Importa? Nem um pouco. As regras do programa permitem que todo mundo possa votar 5 mil vezes se quiser. E tal qual nas eleições americanas, acontecem aberrações como a desse ano, em que Guilherme (um participante com muita inteligência emocional e panorâmica) vence pelo Voto Único (ou seja, votos de pessoa por pessoa) e perde pelo voto de torcida, que pode definir um vencedor mesmo que seja formada por um número menor de indivíduos. É muito esquisito.

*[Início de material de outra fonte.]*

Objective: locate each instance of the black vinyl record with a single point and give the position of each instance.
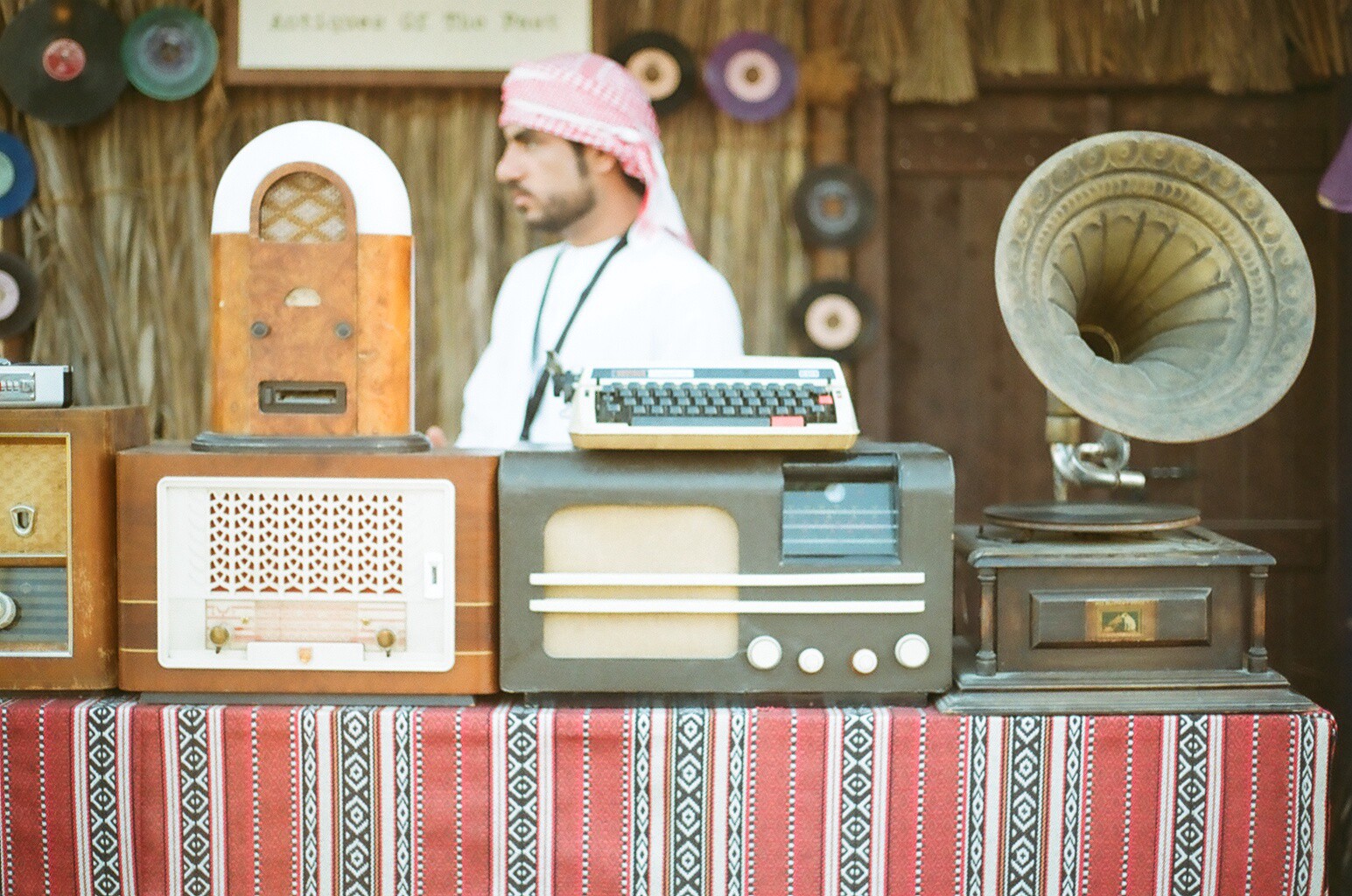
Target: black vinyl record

A vontade do espectador geral não tem mais peso no programa. Grupos organizados decidem os resultados e o que acontece dentro da casa não importa mais. Renata é ótima pessoa e teve uma participação regular, mas ela nem de longe construiu sua trajetória por conta própria. A torcida, daqui de fora, segurou em sua mão e disse: vamos botar você no shopping, vamos dizer o que você precisa fazer, vamos eliminar até sua melhor amiga para que ela não viva a experiência da final e não te ameace, vamos eliminar seus rivais e você não precisa fazer nada; senta e espera. A torcida decidiu a vitória de Renata… e também esvaziou seu mérito.

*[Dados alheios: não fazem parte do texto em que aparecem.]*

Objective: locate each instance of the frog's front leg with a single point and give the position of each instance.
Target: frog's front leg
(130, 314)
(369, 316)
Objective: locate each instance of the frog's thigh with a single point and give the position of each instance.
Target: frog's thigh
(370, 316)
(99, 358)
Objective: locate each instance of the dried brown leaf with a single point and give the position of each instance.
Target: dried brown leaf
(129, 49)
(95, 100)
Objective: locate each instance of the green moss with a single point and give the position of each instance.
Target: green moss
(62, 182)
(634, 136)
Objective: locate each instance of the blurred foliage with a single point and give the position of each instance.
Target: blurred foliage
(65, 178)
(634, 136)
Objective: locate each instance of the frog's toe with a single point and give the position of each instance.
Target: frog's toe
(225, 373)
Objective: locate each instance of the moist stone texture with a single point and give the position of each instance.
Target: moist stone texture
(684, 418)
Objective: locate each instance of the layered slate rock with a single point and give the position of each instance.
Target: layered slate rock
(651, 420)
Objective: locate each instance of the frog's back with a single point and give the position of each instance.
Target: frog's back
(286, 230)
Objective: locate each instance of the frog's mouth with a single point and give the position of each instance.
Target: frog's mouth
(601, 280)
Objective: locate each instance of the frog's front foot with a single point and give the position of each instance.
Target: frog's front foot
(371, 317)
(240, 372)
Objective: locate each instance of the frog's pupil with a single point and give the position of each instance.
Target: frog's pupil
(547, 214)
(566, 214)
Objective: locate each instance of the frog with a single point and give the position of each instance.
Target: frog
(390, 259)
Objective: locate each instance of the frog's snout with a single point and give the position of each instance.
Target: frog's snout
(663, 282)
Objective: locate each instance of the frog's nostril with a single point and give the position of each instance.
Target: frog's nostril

Isso é culpa da Renata? De modo algum. Ela não tem culpa de ter sido escolhida. O que precisa mesmo mudar é o Big Brother como um todo. Nada mais de voto de torcida, nada mais de marcas consumindo nossa paciência, nada mais de Tadeu Schmidt e sua visão infantilizada das coisas; nada mais de twists que impedem o participante de articular; nada mais de nada disso. Ou muda tudo ou todo ano vai ser a mesma coisa.
Toda sorte do mundo para a Renata e que esse dinheiro ajude muito ela. É possível aceitar essa vitória e admitir que ela foi injusta ao mesmo tempo. É possível reconhecer que Renata é uma ótima pessoa e ao mesmo tempo entender que havia participantes melhores… Mas, o BBB não pertence mais a todos nós. Ele foi sequestrado e o resgate seria o recomeço.